Sandoval has hit a mere .242 in the American league thus far, and his on-base-percentage is under .300. He has not been spectacular defensively either, with 16 errors made in the field in just 129 games. The Red Sox should not be having issues at third-base, and Sandoval has under produced. He has been a disappointment so far, especially for a player who is still guaranteed some $40 million dollars.
Travis Shaw had potential in Boston. In his first full season in the big leagues, he showed promise in his somewhat limited role in Boston’s rotation of infielders. He hit 16 homers, 34 doubles and drove in 43 runs. Shaw only hit .242 last year, but what he did show was the capability to improve a clean swing that can drive balls to the pull side and gaps. Also, his ripe age of 26 made him even more appealing to me, personally.
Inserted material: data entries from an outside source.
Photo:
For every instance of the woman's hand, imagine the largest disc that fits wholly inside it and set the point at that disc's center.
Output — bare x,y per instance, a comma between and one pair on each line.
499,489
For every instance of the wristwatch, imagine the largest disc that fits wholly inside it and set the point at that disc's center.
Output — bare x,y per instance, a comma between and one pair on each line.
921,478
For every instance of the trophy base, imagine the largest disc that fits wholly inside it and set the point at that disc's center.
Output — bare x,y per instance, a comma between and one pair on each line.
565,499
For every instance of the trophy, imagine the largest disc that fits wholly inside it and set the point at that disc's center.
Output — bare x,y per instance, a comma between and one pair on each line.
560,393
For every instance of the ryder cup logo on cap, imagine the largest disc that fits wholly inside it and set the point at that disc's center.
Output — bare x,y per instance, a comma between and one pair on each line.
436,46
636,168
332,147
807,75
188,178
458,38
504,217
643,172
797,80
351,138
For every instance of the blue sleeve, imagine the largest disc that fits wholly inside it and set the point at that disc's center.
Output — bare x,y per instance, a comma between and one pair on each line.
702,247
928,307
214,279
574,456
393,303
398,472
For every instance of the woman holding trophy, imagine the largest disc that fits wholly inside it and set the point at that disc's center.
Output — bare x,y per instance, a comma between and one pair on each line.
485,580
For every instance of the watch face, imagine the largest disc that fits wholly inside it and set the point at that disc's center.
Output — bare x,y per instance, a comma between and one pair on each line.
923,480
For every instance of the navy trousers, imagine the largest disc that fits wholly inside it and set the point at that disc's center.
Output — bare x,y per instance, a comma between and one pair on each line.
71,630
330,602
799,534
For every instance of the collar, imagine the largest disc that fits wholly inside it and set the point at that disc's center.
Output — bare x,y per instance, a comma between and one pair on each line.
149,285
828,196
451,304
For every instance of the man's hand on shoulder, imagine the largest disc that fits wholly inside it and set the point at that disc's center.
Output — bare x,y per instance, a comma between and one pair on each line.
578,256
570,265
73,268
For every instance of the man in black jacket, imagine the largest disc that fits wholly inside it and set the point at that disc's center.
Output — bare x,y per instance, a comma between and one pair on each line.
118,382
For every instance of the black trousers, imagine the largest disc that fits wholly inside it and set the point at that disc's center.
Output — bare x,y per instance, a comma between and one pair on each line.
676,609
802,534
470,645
Pablo Sandoval’s Role Moving Forward
Trading for Tyler Thornburg makes sense. We picked up a guy who has established himself as a dominant reliever in baseball for a player who may or may not have fit our system. Travis Shaw will now have a chance to flourish in Milwaukee, while Thornburg sets up Kimbrel in our bullpen. The Red Sox will now be forced to go ‘all-in’ on Pablo Sandoval because Shaw and Moncada are gone.
The numbers have not lied about Pablo Sandoval yet, as analysts have not projected him to be heavily productive at third base for this roster. Who knows what could happen? This is a guy who carried San Francisco on his back to a World Series title back in 2012. Watching him crush home-runs out of AT&T Park and seeing the pandamonium (yes, I went there) take place was an unbelievable experience for me, as a young baseball fan. Pablo Sandoval was the driving force of a World-Series-winning team just five years ago. It doesn’t sound like a risk at all when you put it that way, right?